I totally realize my point-form version is a completely over-simplified of the original release (which can be found here if you’re interested), but burying the important bits with this does neither you (the car buyer), the automaker, nor the journalist any favors:
Once again the dimensions of the GLS bear witness to its full-size format, and form the best possible basis for providing its seven passengers with a generous amount of space.
Really, Mercedes-Benz? Is it “the best possible basis for providing its seven passengers with a generous amount of space?” I’m sure that the Grand Caravan could do the same thing, and probably at 1/4th the price. And “bear witness”? You aren’t rewriting John 5:31.
When a press release is burying the facts with phrases such as “bear witness,” it really makes me question everything else in the release. Why can’t you just give me the facts? Is my time worth that little to you that you must force me to wade through the fluff before double-checking every claim you make?
How does this affect you, the reader, the car buyer, the enthusiast, the industry professional?
It means that some automakers, regardless of the importance of their products, will perennially be in the lead when it comes to media coverage, and others will be constantly playing catch up.

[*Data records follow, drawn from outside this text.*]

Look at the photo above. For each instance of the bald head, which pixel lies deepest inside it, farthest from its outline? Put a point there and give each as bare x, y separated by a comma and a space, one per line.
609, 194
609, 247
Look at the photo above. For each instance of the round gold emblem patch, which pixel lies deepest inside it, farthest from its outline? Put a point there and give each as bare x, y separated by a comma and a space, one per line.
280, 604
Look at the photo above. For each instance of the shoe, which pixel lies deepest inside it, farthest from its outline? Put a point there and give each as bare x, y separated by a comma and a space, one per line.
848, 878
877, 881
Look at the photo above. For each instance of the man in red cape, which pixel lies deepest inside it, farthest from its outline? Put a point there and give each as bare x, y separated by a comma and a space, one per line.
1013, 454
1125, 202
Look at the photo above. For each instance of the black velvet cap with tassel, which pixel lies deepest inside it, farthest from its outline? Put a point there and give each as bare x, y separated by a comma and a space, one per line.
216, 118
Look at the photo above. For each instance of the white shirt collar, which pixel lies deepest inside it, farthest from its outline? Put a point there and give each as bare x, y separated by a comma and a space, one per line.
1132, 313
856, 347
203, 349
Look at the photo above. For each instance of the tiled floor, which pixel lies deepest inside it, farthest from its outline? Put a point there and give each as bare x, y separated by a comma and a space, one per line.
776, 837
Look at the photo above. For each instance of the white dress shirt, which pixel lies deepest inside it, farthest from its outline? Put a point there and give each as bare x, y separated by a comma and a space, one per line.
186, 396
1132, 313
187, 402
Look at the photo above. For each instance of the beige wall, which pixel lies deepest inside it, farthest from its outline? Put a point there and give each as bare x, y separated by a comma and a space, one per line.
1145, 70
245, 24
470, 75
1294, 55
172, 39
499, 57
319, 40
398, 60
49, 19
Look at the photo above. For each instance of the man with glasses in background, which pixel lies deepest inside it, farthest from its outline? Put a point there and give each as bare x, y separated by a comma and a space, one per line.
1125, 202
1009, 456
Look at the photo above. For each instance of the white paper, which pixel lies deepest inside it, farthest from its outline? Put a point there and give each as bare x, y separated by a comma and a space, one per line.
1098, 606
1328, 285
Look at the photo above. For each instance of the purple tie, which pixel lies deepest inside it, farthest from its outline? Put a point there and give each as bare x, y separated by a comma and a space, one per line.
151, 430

There’s a reason why I rarely write about BMW and Mercedes and write about Nissan and General Motors instead.
And that makes me look biased. And it makes you wonder why we are either biased in favor of one automaker or against another.
In a world that’s more connected than ever, where our audience expects up-to-the-minute news and information on either the latest vehicles or industry events, and where our resources are limited, we are constantly forced to decide where to best spend our time.
In a perfect world, I would treat each automaker equitably. However, in a perfect world, they would treat us equitably, too.